I read The Road when it had already become a best seller. I purchased the book because it was listed in a top 10 survival-story list and I’m into that kind of stuff. Imagine my dismay when it arrived with a commendation printed on the cover from Oprah’s Book Club. I groaned, but read the book anyway. It was fantastic. It was such a story that McCarthy was awarded a Pulitzer Prize for literature in 2007. I was overjoyed to see it made into a feature film and promptly ordered my own copy.
John Hillcoat directs the 2009 film, The Road, based on Cormack McCarthy’s best seller. The tale follows a father and his son as they seek the southern shores in a post-cataclysmic world. The event that essentially killed the world is never explicitly stated, but it seems like a cataclysmic meteor strike. Whatever it was sent ash into the sky such that the sun was obscured. As we all know, when the sun is obscured, nothing lives. All plants are dead, and everything is gray. Earthquakes and fires are constant, and the landscape is one of doomsday. The survivors are few, those that exist are of course very dangerous. Bands of roving groups have turned to cannibalism.

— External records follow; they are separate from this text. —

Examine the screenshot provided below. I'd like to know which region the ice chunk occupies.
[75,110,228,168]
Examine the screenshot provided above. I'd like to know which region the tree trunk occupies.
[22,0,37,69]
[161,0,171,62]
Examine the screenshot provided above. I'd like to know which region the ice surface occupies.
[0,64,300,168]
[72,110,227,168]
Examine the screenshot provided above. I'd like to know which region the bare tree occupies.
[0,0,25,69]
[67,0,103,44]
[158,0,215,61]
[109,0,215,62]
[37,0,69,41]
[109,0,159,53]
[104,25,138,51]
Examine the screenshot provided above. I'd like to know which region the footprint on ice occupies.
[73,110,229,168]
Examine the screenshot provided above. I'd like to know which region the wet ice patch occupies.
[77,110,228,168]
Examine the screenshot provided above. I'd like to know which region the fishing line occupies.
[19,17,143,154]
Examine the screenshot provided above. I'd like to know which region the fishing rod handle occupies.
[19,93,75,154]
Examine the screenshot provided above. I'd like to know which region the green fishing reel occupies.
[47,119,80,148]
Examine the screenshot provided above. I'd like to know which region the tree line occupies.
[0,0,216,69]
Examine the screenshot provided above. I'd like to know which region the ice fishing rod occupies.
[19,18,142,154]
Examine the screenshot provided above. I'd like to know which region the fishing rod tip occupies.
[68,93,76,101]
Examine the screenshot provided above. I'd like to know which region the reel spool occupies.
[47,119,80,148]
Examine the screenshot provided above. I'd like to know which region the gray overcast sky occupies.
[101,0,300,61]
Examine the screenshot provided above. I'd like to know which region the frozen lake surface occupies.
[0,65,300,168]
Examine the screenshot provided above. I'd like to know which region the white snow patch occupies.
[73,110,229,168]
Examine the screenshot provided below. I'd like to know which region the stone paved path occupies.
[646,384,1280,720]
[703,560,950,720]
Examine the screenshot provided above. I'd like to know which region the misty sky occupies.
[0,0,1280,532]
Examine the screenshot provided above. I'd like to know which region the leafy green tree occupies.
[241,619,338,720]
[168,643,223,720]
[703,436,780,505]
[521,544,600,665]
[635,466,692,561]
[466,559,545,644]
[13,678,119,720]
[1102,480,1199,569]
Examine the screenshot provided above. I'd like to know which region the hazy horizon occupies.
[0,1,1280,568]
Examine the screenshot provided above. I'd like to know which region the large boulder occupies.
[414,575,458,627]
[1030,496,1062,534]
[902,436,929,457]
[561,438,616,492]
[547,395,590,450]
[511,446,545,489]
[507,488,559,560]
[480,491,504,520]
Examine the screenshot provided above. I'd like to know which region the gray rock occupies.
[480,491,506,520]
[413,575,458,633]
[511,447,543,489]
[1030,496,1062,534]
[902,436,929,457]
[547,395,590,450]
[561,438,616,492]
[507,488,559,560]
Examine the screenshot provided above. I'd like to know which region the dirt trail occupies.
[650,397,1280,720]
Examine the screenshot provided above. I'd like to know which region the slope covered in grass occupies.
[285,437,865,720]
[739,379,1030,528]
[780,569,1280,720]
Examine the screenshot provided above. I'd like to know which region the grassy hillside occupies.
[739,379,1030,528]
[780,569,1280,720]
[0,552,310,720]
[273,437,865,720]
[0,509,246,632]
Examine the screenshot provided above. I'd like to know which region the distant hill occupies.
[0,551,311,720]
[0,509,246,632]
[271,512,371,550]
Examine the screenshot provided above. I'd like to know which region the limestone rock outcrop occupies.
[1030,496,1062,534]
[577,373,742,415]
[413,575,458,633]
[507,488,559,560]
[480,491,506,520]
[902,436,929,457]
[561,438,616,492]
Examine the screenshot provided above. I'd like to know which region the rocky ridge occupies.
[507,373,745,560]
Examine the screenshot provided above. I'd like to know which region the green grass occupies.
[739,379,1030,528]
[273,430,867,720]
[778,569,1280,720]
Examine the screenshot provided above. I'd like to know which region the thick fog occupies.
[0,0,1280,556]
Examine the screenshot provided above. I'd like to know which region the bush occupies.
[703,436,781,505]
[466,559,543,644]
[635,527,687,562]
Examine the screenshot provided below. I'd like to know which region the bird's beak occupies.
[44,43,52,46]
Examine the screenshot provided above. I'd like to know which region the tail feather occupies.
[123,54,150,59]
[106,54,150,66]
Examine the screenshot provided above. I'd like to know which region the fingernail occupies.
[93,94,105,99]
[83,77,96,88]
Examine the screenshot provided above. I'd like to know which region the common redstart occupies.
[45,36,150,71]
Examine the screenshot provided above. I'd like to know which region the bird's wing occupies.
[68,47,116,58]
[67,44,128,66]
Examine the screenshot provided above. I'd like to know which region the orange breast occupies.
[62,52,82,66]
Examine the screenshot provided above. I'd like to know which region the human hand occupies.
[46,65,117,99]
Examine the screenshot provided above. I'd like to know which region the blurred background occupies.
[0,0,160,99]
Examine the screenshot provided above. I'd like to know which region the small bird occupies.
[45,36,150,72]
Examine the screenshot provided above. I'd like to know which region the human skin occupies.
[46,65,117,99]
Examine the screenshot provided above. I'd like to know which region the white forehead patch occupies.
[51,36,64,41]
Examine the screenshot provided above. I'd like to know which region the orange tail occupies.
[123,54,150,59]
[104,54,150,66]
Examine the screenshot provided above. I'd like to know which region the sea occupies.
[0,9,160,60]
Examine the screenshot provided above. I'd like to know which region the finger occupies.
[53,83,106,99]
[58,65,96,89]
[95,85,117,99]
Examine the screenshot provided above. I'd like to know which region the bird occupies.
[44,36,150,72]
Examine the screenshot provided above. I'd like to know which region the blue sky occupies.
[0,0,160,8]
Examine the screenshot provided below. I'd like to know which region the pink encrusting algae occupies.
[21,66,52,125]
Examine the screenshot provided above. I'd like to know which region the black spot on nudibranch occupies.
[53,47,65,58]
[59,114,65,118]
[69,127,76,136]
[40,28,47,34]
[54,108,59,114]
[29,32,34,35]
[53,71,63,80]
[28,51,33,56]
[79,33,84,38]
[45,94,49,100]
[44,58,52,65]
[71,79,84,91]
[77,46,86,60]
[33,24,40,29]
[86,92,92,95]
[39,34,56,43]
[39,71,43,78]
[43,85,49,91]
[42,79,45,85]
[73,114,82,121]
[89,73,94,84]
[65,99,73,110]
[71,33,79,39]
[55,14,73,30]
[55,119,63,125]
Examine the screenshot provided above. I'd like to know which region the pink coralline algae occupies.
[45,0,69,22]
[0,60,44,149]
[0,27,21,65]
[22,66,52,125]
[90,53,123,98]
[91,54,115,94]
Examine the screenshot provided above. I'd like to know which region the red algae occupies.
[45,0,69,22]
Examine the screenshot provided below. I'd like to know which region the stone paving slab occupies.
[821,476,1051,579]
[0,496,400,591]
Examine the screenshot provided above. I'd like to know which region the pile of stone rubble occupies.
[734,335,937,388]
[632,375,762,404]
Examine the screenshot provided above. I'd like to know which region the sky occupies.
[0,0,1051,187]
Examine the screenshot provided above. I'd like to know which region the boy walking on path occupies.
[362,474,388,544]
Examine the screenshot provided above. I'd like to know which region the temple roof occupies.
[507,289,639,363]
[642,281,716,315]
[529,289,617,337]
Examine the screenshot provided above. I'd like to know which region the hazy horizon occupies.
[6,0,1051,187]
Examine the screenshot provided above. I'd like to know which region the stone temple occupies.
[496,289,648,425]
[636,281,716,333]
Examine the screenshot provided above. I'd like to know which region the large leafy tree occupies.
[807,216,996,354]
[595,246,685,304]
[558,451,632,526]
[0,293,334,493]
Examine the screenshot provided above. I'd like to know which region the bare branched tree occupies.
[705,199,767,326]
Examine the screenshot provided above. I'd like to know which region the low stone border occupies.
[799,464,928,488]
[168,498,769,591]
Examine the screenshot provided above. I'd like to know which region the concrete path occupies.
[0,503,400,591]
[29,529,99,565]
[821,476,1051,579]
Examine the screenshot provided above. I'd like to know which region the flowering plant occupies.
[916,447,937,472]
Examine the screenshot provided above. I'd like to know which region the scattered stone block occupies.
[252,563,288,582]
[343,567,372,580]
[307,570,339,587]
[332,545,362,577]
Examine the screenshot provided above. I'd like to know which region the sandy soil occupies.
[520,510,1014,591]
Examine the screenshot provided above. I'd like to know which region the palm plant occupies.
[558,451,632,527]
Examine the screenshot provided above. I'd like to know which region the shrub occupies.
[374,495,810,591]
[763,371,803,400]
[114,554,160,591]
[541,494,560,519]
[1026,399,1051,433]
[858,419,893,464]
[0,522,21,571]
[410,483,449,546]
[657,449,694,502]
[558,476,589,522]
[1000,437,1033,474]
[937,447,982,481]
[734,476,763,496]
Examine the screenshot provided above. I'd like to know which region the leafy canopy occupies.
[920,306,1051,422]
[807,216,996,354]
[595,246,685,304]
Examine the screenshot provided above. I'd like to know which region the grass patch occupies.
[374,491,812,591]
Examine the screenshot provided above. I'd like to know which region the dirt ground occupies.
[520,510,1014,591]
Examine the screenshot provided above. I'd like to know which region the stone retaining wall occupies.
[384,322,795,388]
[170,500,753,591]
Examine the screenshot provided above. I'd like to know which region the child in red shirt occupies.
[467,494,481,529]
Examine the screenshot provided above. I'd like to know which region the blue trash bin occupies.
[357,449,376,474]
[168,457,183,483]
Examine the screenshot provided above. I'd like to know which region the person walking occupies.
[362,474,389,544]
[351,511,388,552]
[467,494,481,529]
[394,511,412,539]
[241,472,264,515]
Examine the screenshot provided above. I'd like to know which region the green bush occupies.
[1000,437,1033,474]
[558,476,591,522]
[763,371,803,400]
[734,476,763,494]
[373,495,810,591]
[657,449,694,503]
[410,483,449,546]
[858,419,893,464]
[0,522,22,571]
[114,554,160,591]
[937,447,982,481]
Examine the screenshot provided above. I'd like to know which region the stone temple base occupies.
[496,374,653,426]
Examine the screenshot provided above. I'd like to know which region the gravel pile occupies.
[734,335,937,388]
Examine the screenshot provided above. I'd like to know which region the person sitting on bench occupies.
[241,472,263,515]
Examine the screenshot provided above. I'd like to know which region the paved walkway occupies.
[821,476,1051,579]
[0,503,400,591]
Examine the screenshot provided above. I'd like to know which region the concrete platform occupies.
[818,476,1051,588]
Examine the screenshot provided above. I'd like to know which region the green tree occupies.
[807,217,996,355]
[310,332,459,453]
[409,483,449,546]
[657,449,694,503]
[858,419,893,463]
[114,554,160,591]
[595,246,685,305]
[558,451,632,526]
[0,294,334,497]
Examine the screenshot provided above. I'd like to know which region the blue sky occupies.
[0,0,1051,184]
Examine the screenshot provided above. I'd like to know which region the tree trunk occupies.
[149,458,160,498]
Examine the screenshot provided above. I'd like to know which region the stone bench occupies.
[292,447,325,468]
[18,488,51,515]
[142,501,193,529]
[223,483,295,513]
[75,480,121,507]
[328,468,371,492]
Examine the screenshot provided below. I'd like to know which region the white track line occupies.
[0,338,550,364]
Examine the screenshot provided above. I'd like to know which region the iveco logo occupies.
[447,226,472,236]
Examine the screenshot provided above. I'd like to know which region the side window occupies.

Though there is never mention of God, the obvious flaw in mankind is rightly highlighted – he is a sinner by nature, and evil. When things turn ugly, men will turn uglier. Man is generally a bad guy.
The story follows the man and the boy, we do not know their names, after they left the woman and mother figure, who committed suicide by simply walking away one night. The man is just “Papa.” His sole purpose in life is to get his son prepared to live without him, as he is slowly dying. In order to give his some a good chance, he and the boy head south, living in various abandoned places and vehicles, brushing up with groups of murderous men, and generally creeping upon the face of the earth. The south has a shore, and that shore, somehow, has become a promising goal. If there is life to be found and hope to be had, it will be at the shore. The man and boy keep on.
Hillcoat directs some thrilling scenes of tense encounters – these successfully keep us on the edge of our seats. I groaned with great dismay as the man had to use one of his two remaining rounds in his revolver to defend his son. These last two rounds were earmarked for the son and the man should they become captured. But I sighed with relief when the man found safety.
But the real beauty of the story is the love of father to son. I do not know much about McCarthy, so I read a little about him. My suspicions proved correct. He is the father of two sons, one of whom was born later in his life. I too have a son born beyond what many would consider the canonical age to have a child, and in my older age, I have become sensitive to the sublime delicacies of boyhood. The buy in the film is a heart-wrenching picture of a young boy’s tender and vulnerable heart. He needs his father’s affirmation, assurance and protection so much that is hurts. One of his great concerns is the assurance that they are the good guys:
Man: “There’s not many good guys left, that’s all. Have to watch out for the bad guys…”
Boy: “Are we still the good guys?”
Man: “Yes. We’re still the good guys. ‘Course we are.”
Boy: “And… we always will be? No matter what happens?”
Man: “Always will be.”
The beautiful simplicity of childhood, the black and white ethics, the need for security, the need for goodness, the need for affirmation – all are perfectly seen here. This scene broke my heart. Kodi Smit-McPhee, who played the boy, really shines as a young actor here.
There are many tender and anguishing moments that reveal the torment of loss under the surface of these tragic characters. One simple dialog showed how deeply the loss of the woman was for both.
Man: “You have to stop thinking about her. We both do.”
Boy: “How do we do that?”’
The impossibility of erasing such a focal point of love, the wife and mother herself, is impossible for any man or boy. Added to the grief is that sense of rejection present when a loved one willingly, selfishly, abandons a family for death. How these two are grieving! And all of this sorrow in the face of a dying and ashen world filled with danger!
There is a persistent notion of the afterlife when faced with death: “Please take me with you papa,” for example. Yet a concrete and absolute, or systematically spelled out idea of an afterlife is absent in this film. This absence drives the theme of simply staying alive as the greatest goal of man. What a hopeless, dank and empty goal. Such a theme always leaves a soul empty. But there is a scene designed to give great hope. They pair find a living creature, a green beetle, near the coast. It is alive and flying! Yet, that temporal life is but a fleeting dream, and while some may view it as a symbol of hope for the future – and surely it is intended to be – the fact remains that the beetle will die some day, as all of man will. Hope cannot be tied to dust, it must be tied to love, the ultimate Love Himself.
In the end, the film features a touching goodbye scene when the father dies, and a hope-giving union of the boy finding a new family, one that “carries the fire.” There is a great satisfaction in this ending, and the bittersweet hopelessness of the days before us do indeed diminish. It is a fabulous tale, and filled with lessons.
This is a deeply moving story of love, dependency, doing right, and the ever-present hope for a brighter day tomorrow.